O Presidente brasileiro, Michel Temer, foi gravado a dar autorização ao pagamento de um suborno para comprar o silêncio de Eduardo Cunha, antigo líder da Câmara dos Deputados que se encontra preso na sequência da Operação Lava-Jato, noticia esta quarta-feira O Globo.
De acordo com o jornal brasilerio, a denúncia foi feita por Joesley Batista, dono da JBS, a maior produtora de carnes do mundo, no âmbito de uma "delação premiada" – figura jurídica brasileira que permite reduções de pena em troca de denúncias – que ainda não foi, no entanto, confirmada pelo Supremo Tribunal Federal (STF) brasileiro. Esta revelação foi feita por Joesley Batista na Procuradoria-Geral da República no passado mês de Abril e confirmada, a 10 de Maio, ao juiz do Supremo Edson Fachin.
Segundo O Globo, Joesley Batista terá contado ao juiz que tinha dito a Temer que iria pagar a Eduardo Cunha e a Lúcio Funaro, braço-direito do antigo deputado e que está também preso, para estes se manterem calados durante o processo. “Tem que manter isso, viu?”, terá respondido o Presidente brasileiro. A conversa foi gravada pelo empresário sem o conhecimento do Presidente. No depoimento que prestou aos procuradores o dono da JBS refere, no entanto, que o pagamento do suborno não foi ordenado por Temer, mas que este apenas o autorizou, tendo por isso total conhecimento da operação que se estava a realizar para silenciar Cunha.
A polícia brasileira filmou mais tarde uma entrega de 400 mil reais a Roberta, irmã de Funaro.
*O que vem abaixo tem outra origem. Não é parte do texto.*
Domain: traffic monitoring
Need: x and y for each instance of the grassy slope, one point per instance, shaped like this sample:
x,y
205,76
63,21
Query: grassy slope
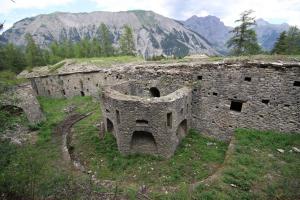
x,y
41,163
256,170
192,161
O dinheiro destinado a Cunha era entregue através de Altair Alves Pinto, homem de confiança do antigo deputado.
Nesse mesmo encontro entre Michel Temer e Joesley Batista, o empresário pediu ajuda ao Presidente para uma "pendência da J&F [holding que controla a JBS] no Governo”. Temer disse-lhe que fosse falar com o deputado Rodrigo Rocha Lourdes. Este foi depois filmado pela polícia a receber uma mala com 500 mil reais (cerca de 143 mil euros, ao câmbio actual) enviada por Joesley.
Além disto, O Globo noticia também que o empresário denunciou Aécio Neves, senador e presidente do Partido Social Democrata Brasileiro (PSDB), que lhe terá pedido dois milhões de reais (571 mil euros), justificando que teria de pagar as despesas decorrentes da sua defesa durante o processo da Lava-Jato. Esta conversa foi igualmente gravada por Joesley Batista e entregue à Procuradoria brasileira. A entrega do montante a um primo do senador foi igualmente filmada pela Polícia Federal brasileira, que conseguiu seguir o dinheiro até este ser depositado numa conta do senador Zeze Perrella, também do PSDB.
Entretanto o Palácio do Planalto, sede da presidência brasileira, reagiu às notícias através de um comunicado, citado pela Globo, onde confirma o encontro entre Temer e Batista mas garante que o Presidente “jamais” tentou evitar que Eduardo Cunha testemunhasse e falasse à Justiça-
O canal brasileiro diz que, antes do envio desta nota escrita, o Presidente reuniu-se com alguns membro do Governo, como por exemplo ministro da Casa Civil, Eliseu Padilha, o secretário para a Comunicação Social, Márcio Freitas, e o porta-voz, Alexandre Parola.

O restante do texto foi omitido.